9. Pemerintah akan turun ke lapangan untuk memeriksa pelanggaran praktek outsourching dan mencabut izin perusahaan outsourching yang melanggar.
10. Semua proses interview karyawan di perusahaan (terutama di ruang tertutup) wajib menggunakan CCTV.
11. Pengawasan ketenagakerjaan harus aktif turun ke lapangan, dan ketika turun ke lapangan harus menemui dan mendapatkan tanda tangan dan dokumentasi dari serikat pekerja.
12. Pemerintah meminta buruh untuk membantu memberantas pungli terhadap penguasa di DKI.
13. Keterwakilan unsur pekerja di dewan pengupahan merujuk pada Kepmen 201 yang ditebitkan tahun 2001.[xvi]

Kemudian pada 2 November 2012, Buruh melanjutkan aksinya kembali di Jakarta menuntut janji dari Wakil Gubernur Ahok pada pertemuan sebelumnya. Pada saat yang sama, terdapat pertemuan yang sebelumnya sudah dijadwalkan Pemerintah untuk menentukan besaran KHL dengan mengundang unsur pengusaha dan serikat buruh.

Barulah pada tanggal 12-14 November 2012, Rapat Dewan pengupahan menghasil penetapan kenaikan UMP dengan keterangan sebagai berikut:

Rapat Dewan Pengupahan Provinsi DKI Jakarta 2012
Unsur Perwakilan
Besaran UMP 2013
% KHL
%UMP 2012
Lain-lain
Pemerintah
2.176.667
110%
42,34%
Pertumbuhan Ekonomi 6,8% dan kisaran tingkat inflasi 4% untuk tahun 2013
Pengusaha
1.978.789
100%
29,40%

Buruh
2.799.067
141,45%

100 komponen KHL untuk Lajang dan 122 komponen KHL untuk status berkeluarga
2.1 Figure: Tabel mekanisme rapat dewan pengupahan

Hasil dari rapat Dewan Pengupahan DKI Jakarta 2012 menetapkan angka Rp 2.216.243. Hasil angka tersebut disetujui oleh Pimpinan Rapat dan didapat dari usulan unsur buruh yang menurunkan tuntutannya pada angka tersebut yang juga merupakana 112% dari angka KHL yang ditetapkan Disnakertrans Provinsi DKI Jakarta.[xvii]

Pada tahapan ini, tuntutan buruh untuk menaikkan UMP 2013 berhasil. Protes, dialog dan aksi turun ke jalan buruh berhasil mempengaruhi pemerintah daerah, terutama Pemerintah Provinsi DKI Jakarta yang baru. Terlepas dari ketidak-setujuan pihak Pengusaha dalam keputusan ini, tuntutan buruh terpenuhi meskipun tidak sesuai dengan tuntutan awal buruh dengan pengesahan dari pejabat Gubernur Provinsi DKI Jakarta, Joko Widodo pada 20 November 2012.

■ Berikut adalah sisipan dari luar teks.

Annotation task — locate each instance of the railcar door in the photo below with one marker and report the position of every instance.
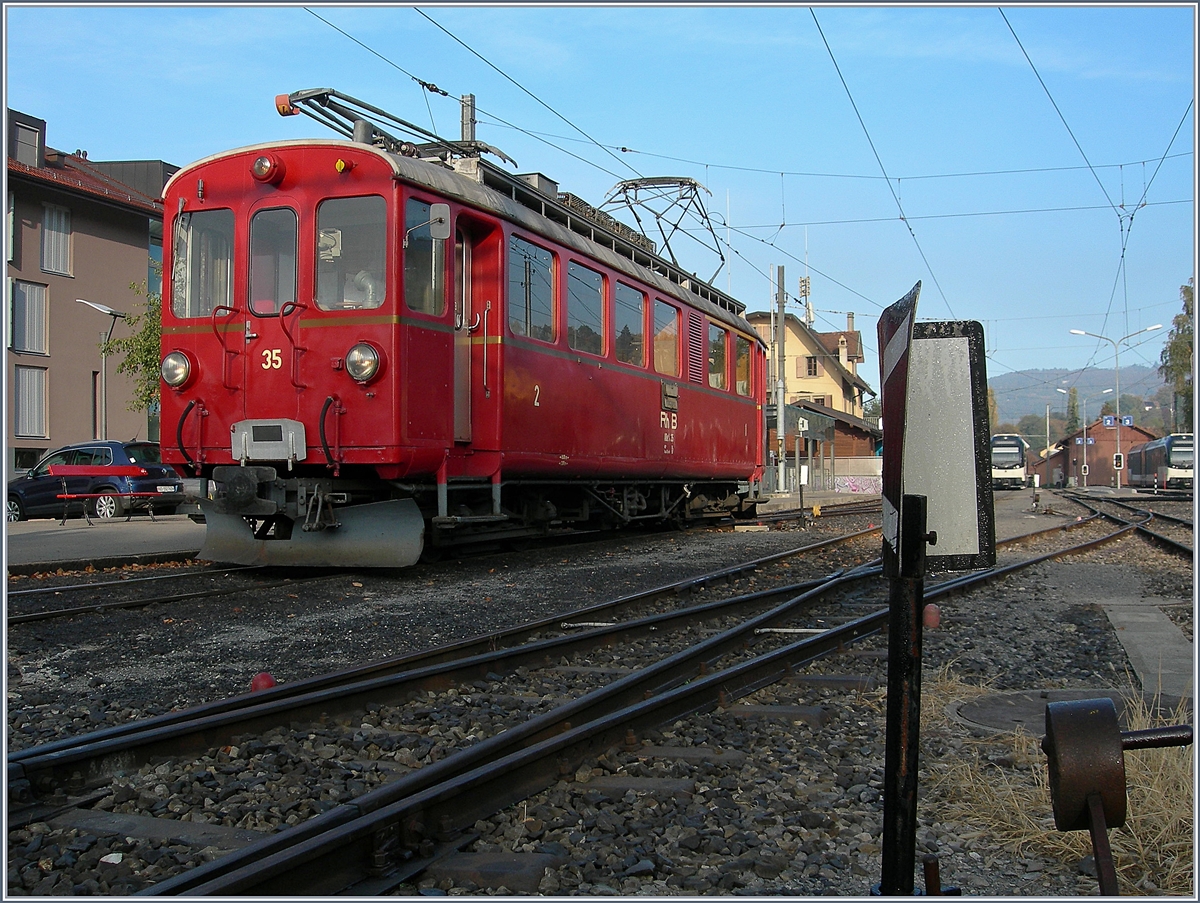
(465, 322)
(270, 312)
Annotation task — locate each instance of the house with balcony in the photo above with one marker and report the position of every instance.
(826, 436)
(76, 229)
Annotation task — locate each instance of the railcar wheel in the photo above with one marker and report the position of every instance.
(108, 506)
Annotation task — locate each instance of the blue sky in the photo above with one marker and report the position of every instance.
(1021, 202)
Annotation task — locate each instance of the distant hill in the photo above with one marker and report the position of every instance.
(1029, 392)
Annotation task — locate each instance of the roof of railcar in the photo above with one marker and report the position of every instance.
(479, 184)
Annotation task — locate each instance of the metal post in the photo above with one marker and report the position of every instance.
(468, 117)
(906, 604)
(780, 377)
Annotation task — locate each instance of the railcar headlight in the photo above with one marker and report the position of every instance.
(363, 362)
(268, 168)
(175, 369)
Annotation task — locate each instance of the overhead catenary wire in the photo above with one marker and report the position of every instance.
(433, 89)
(531, 94)
(880, 161)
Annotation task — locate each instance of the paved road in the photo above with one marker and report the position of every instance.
(45, 544)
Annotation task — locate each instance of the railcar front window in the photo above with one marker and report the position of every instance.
(424, 262)
(273, 261)
(352, 239)
(717, 357)
(742, 365)
(531, 289)
(202, 263)
(585, 309)
(630, 326)
(666, 339)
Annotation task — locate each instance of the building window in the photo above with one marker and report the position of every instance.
(29, 316)
(717, 357)
(29, 402)
(585, 309)
(25, 142)
(531, 289)
(666, 339)
(630, 326)
(57, 240)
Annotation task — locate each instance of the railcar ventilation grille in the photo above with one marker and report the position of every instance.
(695, 347)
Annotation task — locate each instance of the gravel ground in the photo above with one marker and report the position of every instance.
(801, 815)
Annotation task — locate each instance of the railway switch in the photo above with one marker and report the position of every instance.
(1085, 752)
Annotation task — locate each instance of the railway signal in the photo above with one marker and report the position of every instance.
(936, 473)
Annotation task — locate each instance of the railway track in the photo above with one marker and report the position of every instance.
(411, 817)
(45, 603)
(1157, 519)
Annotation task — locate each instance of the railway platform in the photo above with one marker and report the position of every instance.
(45, 544)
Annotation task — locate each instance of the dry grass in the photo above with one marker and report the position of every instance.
(999, 785)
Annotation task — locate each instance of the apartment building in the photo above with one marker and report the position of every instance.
(76, 229)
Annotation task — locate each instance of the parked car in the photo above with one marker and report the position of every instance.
(36, 492)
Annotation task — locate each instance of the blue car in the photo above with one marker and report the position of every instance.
(36, 492)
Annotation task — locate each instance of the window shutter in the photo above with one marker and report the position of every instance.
(695, 347)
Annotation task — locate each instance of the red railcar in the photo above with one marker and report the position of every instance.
(372, 351)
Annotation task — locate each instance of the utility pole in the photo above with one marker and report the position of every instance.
(780, 370)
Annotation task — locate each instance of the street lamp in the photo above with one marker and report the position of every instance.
(1085, 429)
(103, 362)
(1116, 368)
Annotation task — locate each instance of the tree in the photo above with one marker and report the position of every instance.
(142, 348)
(1175, 362)
(873, 410)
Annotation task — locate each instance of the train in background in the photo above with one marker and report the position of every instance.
(1165, 462)
(375, 348)
(1008, 461)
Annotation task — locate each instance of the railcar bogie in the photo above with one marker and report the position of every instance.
(370, 351)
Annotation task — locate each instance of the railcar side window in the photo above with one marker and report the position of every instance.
(203, 263)
(273, 261)
(424, 262)
(630, 326)
(666, 339)
(352, 238)
(531, 289)
(717, 357)
(742, 365)
(585, 309)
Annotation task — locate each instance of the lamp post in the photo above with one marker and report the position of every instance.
(1085, 429)
(1116, 368)
(103, 362)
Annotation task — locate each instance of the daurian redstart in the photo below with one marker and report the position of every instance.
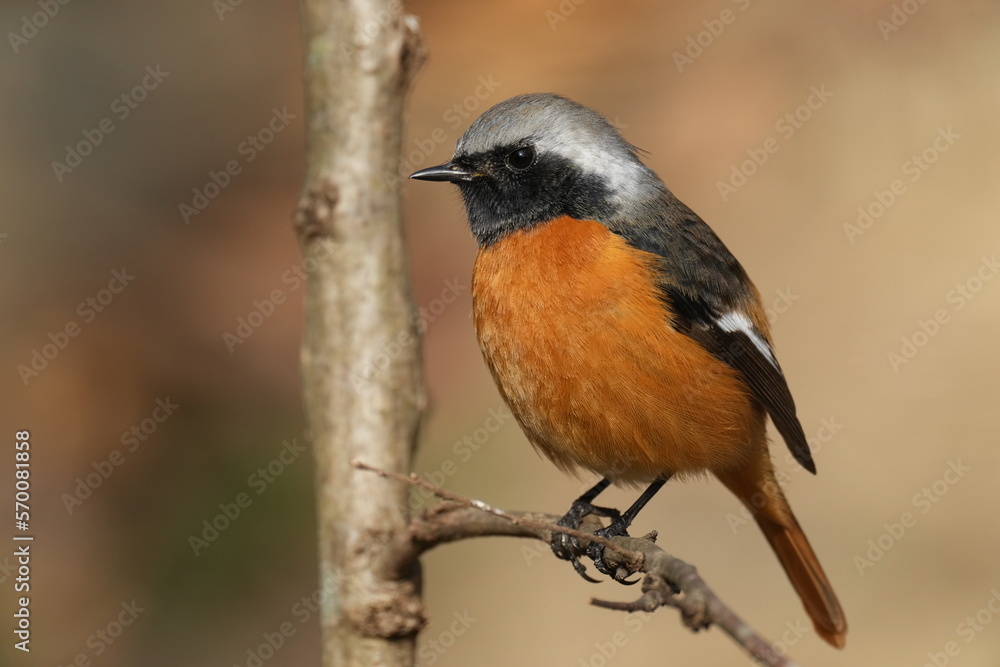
(624, 335)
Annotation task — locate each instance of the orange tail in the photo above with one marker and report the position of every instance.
(769, 507)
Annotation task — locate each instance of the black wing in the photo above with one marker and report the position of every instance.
(708, 292)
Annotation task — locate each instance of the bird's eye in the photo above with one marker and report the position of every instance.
(521, 158)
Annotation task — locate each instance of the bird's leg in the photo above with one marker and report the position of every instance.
(567, 547)
(620, 526)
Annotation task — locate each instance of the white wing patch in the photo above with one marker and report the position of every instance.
(736, 321)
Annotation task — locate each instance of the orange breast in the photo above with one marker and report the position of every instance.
(582, 349)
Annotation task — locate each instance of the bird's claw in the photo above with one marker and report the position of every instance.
(567, 547)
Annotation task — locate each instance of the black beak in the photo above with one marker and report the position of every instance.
(449, 172)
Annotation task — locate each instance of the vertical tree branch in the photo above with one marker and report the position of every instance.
(360, 357)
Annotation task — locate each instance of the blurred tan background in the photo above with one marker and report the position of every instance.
(903, 512)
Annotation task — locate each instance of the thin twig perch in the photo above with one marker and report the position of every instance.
(669, 581)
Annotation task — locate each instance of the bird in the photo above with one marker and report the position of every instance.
(625, 337)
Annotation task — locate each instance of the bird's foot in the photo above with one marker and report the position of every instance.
(595, 551)
(568, 547)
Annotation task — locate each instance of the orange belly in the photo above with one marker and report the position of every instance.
(582, 349)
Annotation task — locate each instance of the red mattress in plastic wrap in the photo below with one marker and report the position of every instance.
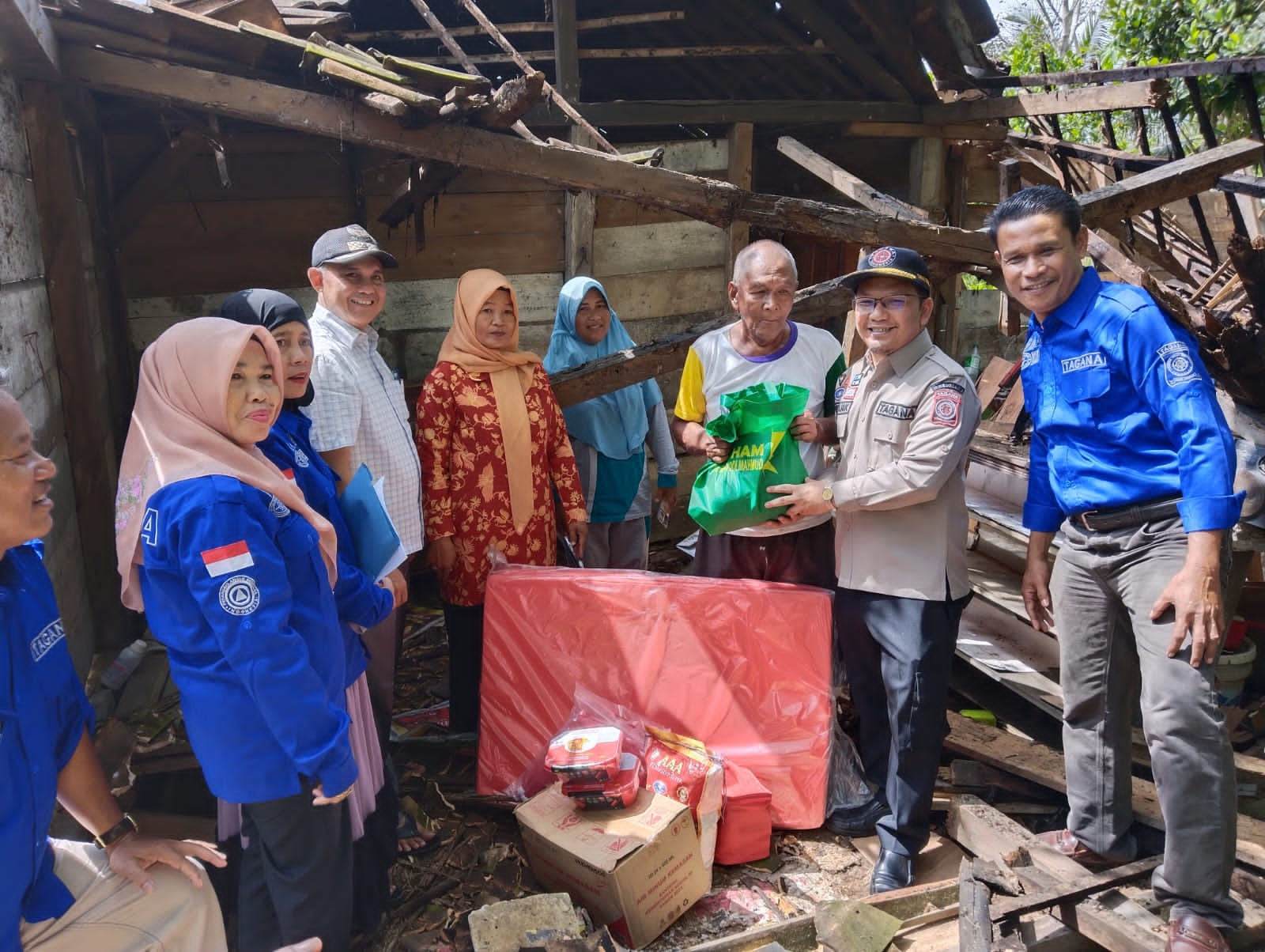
(743, 666)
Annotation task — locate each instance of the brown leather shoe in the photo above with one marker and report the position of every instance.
(1193, 933)
(1067, 844)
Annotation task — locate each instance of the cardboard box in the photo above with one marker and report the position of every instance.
(634, 870)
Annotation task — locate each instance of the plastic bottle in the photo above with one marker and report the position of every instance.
(123, 666)
(972, 365)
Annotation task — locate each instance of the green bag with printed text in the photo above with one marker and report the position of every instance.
(731, 495)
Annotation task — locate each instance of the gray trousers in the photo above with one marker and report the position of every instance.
(1102, 589)
(624, 545)
(897, 653)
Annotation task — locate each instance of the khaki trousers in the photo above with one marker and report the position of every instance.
(1102, 587)
(111, 914)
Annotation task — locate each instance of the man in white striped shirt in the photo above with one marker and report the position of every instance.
(360, 413)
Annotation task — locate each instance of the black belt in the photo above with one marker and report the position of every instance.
(1123, 517)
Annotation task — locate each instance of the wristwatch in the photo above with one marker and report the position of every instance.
(117, 832)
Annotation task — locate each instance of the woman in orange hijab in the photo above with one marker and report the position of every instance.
(493, 446)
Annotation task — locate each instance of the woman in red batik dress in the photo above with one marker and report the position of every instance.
(493, 447)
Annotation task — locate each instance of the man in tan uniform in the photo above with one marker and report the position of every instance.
(904, 417)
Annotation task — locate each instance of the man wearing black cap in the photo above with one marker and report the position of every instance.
(360, 413)
(904, 414)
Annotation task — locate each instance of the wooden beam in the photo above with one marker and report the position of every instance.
(1073, 890)
(580, 221)
(1235, 183)
(153, 183)
(455, 47)
(28, 47)
(742, 142)
(566, 50)
(74, 307)
(1176, 180)
(1126, 95)
(708, 200)
(1165, 71)
(860, 62)
(1043, 765)
(515, 28)
(813, 305)
(427, 105)
(848, 183)
(725, 111)
(990, 834)
(558, 99)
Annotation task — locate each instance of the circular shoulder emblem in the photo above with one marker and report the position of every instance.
(240, 595)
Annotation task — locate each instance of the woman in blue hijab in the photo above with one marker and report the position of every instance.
(609, 433)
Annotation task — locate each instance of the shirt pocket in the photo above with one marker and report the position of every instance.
(887, 442)
(1082, 389)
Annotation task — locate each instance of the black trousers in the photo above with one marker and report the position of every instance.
(465, 625)
(897, 653)
(296, 874)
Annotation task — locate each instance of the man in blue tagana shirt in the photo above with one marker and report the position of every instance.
(1132, 459)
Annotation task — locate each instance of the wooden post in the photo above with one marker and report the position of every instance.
(580, 210)
(1170, 127)
(566, 50)
(1248, 86)
(740, 152)
(1210, 139)
(74, 307)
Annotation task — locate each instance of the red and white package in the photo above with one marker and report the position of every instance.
(588, 755)
(613, 794)
(683, 769)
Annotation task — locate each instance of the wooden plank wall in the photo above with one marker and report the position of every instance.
(28, 356)
(202, 241)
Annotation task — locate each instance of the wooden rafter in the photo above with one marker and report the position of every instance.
(515, 28)
(28, 47)
(1165, 71)
(708, 200)
(848, 183)
(1169, 183)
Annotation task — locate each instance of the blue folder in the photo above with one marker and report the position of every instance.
(373, 535)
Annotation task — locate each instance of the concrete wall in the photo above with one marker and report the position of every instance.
(28, 353)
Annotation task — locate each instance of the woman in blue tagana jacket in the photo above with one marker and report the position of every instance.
(234, 571)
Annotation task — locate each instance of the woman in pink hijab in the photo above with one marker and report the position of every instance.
(234, 574)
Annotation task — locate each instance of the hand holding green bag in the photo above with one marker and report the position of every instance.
(731, 495)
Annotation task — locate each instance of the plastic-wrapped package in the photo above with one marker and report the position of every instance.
(742, 665)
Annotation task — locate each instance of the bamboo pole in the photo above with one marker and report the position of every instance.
(472, 8)
(455, 50)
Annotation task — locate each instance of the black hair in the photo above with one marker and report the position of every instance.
(1035, 200)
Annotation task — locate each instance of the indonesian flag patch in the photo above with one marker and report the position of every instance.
(227, 558)
(946, 406)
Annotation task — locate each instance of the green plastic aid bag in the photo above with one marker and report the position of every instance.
(731, 495)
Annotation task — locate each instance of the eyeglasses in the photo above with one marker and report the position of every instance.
(895, 303)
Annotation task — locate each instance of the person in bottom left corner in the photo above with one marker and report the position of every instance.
(234, 572)
(126, 891)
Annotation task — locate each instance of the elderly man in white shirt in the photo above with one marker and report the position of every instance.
(360, 413)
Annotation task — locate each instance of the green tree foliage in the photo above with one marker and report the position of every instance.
(1146, 32)
(1117, 33)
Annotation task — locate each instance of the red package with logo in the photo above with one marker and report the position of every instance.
(614, 794)
(588, 755)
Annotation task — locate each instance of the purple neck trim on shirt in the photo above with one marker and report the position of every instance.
(781, 352)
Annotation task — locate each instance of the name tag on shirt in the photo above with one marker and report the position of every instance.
(1094, 358)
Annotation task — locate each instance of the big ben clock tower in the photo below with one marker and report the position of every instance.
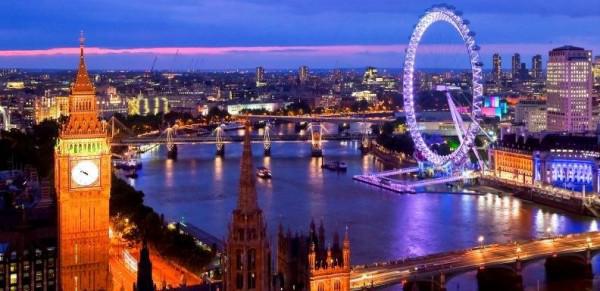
(82, 180)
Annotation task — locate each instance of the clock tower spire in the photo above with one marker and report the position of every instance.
(82, 179)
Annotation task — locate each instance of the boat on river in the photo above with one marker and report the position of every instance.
(263, 172)
(335, 166)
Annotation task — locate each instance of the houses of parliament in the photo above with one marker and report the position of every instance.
(83, 182)
(303, 261)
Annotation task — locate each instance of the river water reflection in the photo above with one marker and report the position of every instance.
(202, 190)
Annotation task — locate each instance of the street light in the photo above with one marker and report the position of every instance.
(589, 242)
(549, 232)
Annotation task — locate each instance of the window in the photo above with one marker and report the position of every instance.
(252, 259)
(13, 279)
(239, 258)
(251, 280)
(239, 280)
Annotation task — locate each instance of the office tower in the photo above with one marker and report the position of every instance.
(497, 67)
(260, 77)
(516, 66)
(569, 87)
(536, 67)
(82, 180)
(303, 74)
(523, 72)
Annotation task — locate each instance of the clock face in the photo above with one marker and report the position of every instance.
(84, 172)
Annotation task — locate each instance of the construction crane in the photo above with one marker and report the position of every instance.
(150, 72)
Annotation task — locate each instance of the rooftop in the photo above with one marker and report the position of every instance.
(567, 48)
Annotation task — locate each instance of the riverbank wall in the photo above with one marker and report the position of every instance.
(566, 203)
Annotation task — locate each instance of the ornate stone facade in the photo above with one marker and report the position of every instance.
(306, 263)
(248, 262)
(82, 181)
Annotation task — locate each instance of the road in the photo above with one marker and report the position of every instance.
(184, 139)
(322, 118)
(465, 260)
(164, 272)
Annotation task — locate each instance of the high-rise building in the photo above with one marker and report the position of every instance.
(516, 66)
(260, 77)
(82, 182)
(523, 72)
(497, 67)
(248, 265)
(303, 74)
(536, 67)
(596, 70)
(569, 87)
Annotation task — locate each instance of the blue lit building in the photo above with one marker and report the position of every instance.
(567, 169)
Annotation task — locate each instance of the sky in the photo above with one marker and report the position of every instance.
(279, 34)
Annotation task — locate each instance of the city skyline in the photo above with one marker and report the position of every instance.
(210, 36)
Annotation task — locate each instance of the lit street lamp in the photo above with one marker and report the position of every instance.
(588, 240)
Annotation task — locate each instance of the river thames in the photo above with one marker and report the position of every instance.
(202, 189)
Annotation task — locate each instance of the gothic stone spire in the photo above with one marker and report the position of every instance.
(83, 84)
(247, 199)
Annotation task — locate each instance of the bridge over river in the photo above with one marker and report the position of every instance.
(447, 264)
(186, 139)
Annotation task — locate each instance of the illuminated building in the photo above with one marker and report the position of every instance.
(536, 67)
(569, 89)
(235, 109)
(523, 72)
(82, 181)
(371, 76)
(365, 95)
(33, 268)
(493, 106)
(497, 67)
(50, 108)
(248, 263)
(516, 66)
(142, 105)
(260, 77)
(110, 103)
(306, 263)
(536, 120)
(596, 70)
(567, 168)
(303, 74)
(524, 106)
(328, 101)
(513, 164)
(28, 257)
(16, 85)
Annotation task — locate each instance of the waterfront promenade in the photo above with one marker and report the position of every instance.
(394, 272)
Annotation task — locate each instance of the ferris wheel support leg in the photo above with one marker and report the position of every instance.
(460, 127)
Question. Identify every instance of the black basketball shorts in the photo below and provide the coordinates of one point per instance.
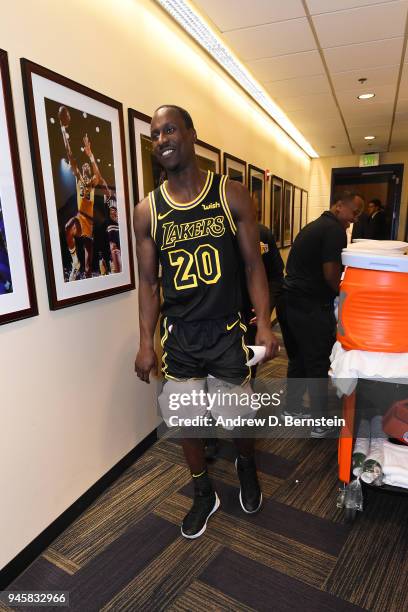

Kronologi diatas cukup jelas memparkan bagaimana aksi-aksi buruh dalam menuntut kenaikan upah. Seringkali ketidak-satuan suara buruh dalam memperjuangkan hak-haknya menjadi kendala sendiri bagi buruh. Terdapat banyak sekali organisasi-organisai atau serikat-serikat yang menyatukan unsur buruh. Di dalam kasus UMP kota Jakarta sendiri, terdapat nama-nama serikat: Serikat Pekerja Seluruh Indonesia (SPSI), Serikat Buruh Seluruh Indonesia (SBSI), Gerakan Serikat Pekerja Metal Indonesia (Gespermindo), Perkumpulan Pekerja Muslim Indonesia 1998 (PPMI 98), Federasi Serikat Buruh Indonesia (FSBI), Komite Serikat Pekerja Indonesia (KSPI), Komite Serikat Buruh Seluruh Indonesia (KSBSI), Federasi Serikat Pekerja Metal Indonesia (FSPMI). Dari sekian banyak serikat-serikat buruh tersebut akan sulit ditemukan kesepakatan antar buruh itu sendiri dengan melihat adanya serikat-serikat yang bersifat radikal walaupun ada juga serikat-serikat yang bersifat moderat.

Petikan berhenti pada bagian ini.